Where he argues for “order” it is clear his brand of order works against overcoming the chaos the present ordering-system creates, particularly when it is seen in the worlds of those that are invisible to white middle class men.

Can you point to where he believes that you must put authority above all else? Everything I have ever seen him say is that there is a balance. For example.


"Anything in excess is pathological. So too much... there's chaos... a leaven of chaos is... well that's what makes life exciting right? You don't want your day to be entirely predictable. You want exactly the right amount of chaos to be introduced to it... as a consequence of your voluntary choice. So the antidote to chaos isn't order. The antidote to chaos... and the book never claims, not once that the antidote to chaos is order. The antidote to chaos is the balance to chaos and order"

So, clearly he does not think that life should only be filled with order. He clearly says it needs to be a balance. So given that he thinks there needs to be a balance to order, why would he then argue for authority above all?

Also, can you show where you are getting your sense of his perspective? Your stance and its origin seems very vague.
 

Dr. Zaus

Lifer
Oct 16, 2008
11,764
347
126
I never said he said that, so no.

It’s not all or nothing - it’s the direction of the social pendulum he’s pushing us toward.

His push is a defense of those moving us toward authority and away from care and equality.

That’s my problem with the guy. Want to argue with that; because I’m NOT saying he fails to call for a “balance” of order and chaos - only that he pushes us toward order that benifits people like himself and ignores the chaos authority crates for many people beneath him in social standing.

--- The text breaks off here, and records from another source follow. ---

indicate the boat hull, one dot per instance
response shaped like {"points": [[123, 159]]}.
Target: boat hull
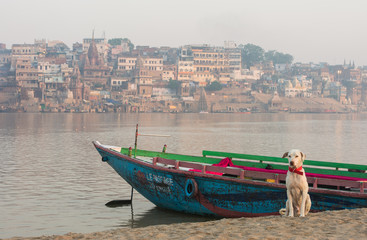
{"points": [[212, 195]]}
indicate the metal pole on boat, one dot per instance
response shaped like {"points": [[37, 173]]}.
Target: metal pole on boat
{"points": [[136, 139]]}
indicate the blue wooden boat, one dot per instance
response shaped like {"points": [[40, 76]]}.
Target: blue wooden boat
{"points": [[191, 184]]}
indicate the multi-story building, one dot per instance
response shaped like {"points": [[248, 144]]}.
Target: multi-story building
{"points": [[169, 72], [209, 63], [185, 70], [5, 56], [24, 51], [26, 74], [101, 45], [152, 66]]}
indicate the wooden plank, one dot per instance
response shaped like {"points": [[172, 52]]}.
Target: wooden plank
{"points": [[166, 161], [276, 165], [284, 160], [191, 165], [225, 170]]}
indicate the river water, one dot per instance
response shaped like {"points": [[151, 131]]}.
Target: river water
{"points": [[53, 181]]}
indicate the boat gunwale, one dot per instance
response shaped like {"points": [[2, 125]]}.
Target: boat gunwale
{"points": [[224, 178]]}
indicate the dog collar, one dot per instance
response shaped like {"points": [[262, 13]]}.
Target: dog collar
{"points": [[298, 170]]}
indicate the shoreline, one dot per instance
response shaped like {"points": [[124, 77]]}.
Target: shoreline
{"points": [[339, 224]]}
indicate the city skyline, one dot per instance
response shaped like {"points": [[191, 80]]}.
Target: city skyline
{"points": [[311, 31]]}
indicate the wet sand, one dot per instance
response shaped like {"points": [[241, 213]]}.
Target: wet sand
{"points": [[344, 224]]}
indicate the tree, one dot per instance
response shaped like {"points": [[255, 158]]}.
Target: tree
{"points": [[278, 57], [174, 85], [118, 41], [251, 55], [214, 86]]}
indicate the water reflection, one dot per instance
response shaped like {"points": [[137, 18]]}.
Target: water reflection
{"points": [[50, 174]]}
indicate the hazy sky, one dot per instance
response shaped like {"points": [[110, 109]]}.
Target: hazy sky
{"points": [[310, 30]]}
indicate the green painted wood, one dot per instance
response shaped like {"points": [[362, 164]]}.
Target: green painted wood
{"points": [[180, 157], [284, 160], [278, 163]]}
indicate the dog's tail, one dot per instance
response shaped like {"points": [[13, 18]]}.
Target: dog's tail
{"points": [[282, 211]]}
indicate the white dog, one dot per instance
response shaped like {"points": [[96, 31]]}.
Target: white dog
{"points": [[297, 186]]}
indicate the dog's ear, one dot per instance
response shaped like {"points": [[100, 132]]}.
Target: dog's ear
{"points": [[303, 156]]}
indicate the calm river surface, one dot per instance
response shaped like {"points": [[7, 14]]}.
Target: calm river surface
{"points": [[52, 180]]}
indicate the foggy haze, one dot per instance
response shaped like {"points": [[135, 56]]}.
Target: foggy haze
{"points": [[309, 30]]}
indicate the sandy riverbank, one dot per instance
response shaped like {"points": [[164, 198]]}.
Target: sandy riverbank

Chaos and order are not objective - is gay marriage chaos or order? To the Christian that must legally recognize people it feels chaotic, but to the people who can get married and have the ordering value of the institution applied to their love it is order.

And with taxes that help the homeless.

And with paid maternity leave for the capitalist vs the family.


He wants order the way it was - in favor of white guys with retirement portfolios.